The book I mentioned is fascinating reading. Here in central Europe we often hear the argument, there was no other alternative to Nazism/fascism, because we had an economic crisis. But this crisis was also felt in ‘GB. The difference was the British political culture at the time.
Since then GB has changed and today Israel bashing and thinly masked Antisemitism is part and parcel of British mainstream political culture. It is enough to read ‘Guardian, Independent or New Statesman
Leo Löwenthal published in the USA (1949) his book “Prophets of Deceit. A Study of the Techniques of the American Agitator” in which he quotes a fascist Agitator who said “My fellow citizens. I am not ignorant of Jewish history. I know its glories. I am acquainted with its glorious sons. I am aware of the keen intellectuality which has characterized its progress in commerce, in finance and particularly in the field of communications.”

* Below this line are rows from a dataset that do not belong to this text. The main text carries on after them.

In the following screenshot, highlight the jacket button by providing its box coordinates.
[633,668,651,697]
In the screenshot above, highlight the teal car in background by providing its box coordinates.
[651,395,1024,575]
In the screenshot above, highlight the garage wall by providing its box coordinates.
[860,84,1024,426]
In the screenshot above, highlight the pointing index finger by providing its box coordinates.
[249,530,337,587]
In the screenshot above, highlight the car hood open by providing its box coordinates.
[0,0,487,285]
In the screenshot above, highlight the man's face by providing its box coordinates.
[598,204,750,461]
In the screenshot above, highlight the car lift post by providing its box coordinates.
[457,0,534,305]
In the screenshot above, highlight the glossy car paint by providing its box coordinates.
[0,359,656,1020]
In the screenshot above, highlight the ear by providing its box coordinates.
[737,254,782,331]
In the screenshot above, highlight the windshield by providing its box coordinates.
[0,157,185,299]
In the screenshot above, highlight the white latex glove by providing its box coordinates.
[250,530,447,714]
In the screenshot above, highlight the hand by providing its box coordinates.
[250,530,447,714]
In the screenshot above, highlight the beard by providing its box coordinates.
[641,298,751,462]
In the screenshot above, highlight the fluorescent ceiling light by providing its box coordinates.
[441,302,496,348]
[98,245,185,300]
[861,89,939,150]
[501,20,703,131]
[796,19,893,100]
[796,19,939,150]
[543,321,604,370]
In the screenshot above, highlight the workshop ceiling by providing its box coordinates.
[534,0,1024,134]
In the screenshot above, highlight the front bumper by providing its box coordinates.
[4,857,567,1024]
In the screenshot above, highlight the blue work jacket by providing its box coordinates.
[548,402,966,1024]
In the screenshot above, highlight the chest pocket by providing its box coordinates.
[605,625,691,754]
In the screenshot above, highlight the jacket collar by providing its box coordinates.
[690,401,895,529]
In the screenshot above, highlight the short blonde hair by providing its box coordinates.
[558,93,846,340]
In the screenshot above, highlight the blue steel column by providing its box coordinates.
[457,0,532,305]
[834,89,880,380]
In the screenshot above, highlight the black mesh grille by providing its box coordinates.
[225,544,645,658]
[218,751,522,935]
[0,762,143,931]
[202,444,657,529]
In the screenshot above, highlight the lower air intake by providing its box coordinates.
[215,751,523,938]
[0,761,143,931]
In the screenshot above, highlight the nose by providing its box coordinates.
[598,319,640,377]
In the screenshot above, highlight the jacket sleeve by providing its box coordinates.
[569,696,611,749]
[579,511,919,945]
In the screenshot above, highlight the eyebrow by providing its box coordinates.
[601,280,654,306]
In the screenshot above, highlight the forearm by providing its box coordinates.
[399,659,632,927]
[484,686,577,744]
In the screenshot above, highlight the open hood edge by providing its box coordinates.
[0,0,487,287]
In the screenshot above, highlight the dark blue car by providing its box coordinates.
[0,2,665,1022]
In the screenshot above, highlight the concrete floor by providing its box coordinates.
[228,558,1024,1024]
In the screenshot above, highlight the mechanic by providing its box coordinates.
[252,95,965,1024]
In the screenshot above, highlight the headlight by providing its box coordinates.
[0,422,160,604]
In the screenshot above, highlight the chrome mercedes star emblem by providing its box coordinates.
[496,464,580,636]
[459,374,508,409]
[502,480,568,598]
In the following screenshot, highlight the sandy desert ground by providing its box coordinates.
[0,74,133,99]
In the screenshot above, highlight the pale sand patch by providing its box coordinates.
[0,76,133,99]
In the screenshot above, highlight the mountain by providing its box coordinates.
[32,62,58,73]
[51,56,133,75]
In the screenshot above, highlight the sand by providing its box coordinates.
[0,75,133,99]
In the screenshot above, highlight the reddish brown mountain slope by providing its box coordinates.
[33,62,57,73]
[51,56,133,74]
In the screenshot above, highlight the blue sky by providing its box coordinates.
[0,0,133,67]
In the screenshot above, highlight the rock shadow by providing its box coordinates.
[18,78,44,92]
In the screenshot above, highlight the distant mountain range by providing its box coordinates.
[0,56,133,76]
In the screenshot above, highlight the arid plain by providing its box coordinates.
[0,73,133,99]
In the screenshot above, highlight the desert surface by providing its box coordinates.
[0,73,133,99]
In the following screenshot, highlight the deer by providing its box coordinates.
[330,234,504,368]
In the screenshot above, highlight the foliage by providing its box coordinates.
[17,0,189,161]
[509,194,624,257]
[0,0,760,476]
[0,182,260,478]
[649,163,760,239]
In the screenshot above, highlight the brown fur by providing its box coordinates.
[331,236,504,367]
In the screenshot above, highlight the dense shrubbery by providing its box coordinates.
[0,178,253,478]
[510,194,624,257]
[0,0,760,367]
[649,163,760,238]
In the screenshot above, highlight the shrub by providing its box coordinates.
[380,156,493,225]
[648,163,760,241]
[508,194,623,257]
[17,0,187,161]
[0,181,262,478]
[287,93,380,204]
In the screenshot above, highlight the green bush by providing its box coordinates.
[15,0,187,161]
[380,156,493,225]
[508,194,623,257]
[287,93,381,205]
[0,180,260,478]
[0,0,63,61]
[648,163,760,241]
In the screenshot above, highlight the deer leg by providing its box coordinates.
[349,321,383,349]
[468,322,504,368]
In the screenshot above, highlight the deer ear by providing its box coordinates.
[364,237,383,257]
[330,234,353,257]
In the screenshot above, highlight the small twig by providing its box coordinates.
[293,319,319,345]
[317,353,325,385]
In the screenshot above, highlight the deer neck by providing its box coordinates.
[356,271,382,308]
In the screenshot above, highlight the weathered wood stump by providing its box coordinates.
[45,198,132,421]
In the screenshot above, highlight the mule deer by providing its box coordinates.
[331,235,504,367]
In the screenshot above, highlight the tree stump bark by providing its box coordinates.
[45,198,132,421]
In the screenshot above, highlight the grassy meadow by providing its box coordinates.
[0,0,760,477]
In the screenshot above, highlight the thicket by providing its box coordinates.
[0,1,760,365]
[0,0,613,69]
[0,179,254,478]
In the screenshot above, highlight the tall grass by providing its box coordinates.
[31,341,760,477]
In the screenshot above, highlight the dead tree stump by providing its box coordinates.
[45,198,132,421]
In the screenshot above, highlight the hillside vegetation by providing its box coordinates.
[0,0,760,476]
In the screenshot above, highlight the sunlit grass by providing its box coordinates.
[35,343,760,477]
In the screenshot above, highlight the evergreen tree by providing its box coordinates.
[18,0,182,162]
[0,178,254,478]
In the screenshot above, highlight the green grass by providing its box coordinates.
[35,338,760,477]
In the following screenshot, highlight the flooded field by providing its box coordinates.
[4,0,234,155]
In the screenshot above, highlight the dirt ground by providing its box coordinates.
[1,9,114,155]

And then he is telling that the success of Jews can become dangerous: “In the fields of publicity, finance, commerce, communications, amusement and industry, the Jews have risen to perilous heights.”
I bet if someone would copy out of this book statements of fascist rabblerousers and send them as letter to the editor or as postings to left-liberal mainstream British media, they would be published.